Decode tables (decode_tbls) are defined based on variable names and their levels and labels. The level is generally a shorthand representation of the label and is ideally numeric. The label is intended to be a more detailed description, or the text to display on outputs like graphs and tables. These decode_tbls can be used to provide specifications to functions like set_decode_factors(), join_decode_labels(), and join_decode_levels().

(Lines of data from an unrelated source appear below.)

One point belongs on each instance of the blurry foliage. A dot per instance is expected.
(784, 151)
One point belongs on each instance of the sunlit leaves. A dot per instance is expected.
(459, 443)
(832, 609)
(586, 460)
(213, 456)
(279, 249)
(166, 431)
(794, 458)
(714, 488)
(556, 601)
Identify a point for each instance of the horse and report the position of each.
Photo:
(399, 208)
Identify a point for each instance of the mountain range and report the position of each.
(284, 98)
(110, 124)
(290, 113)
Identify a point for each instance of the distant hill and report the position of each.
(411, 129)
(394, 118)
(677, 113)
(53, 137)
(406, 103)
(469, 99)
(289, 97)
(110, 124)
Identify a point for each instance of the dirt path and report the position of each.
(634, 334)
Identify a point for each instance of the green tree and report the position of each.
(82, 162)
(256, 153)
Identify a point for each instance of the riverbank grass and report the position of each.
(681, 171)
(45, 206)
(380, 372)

For example, below is a decode table for a variable RFCAT (Baseline Renal Fx Category). The values on the left-hand-side of the equal sign are the levels and the values on the right-hand-side are the labels.

#> 
#> ── RFCAT ──
#> 
#> 1=Normal Function (>=90 mL/min)
#> 2=Mild Impairment (60-89 mL/min)
#> 3=Moderate Impairment (30-59 mL/min)
#> 4=Severe Impairment (15-29 mL/min)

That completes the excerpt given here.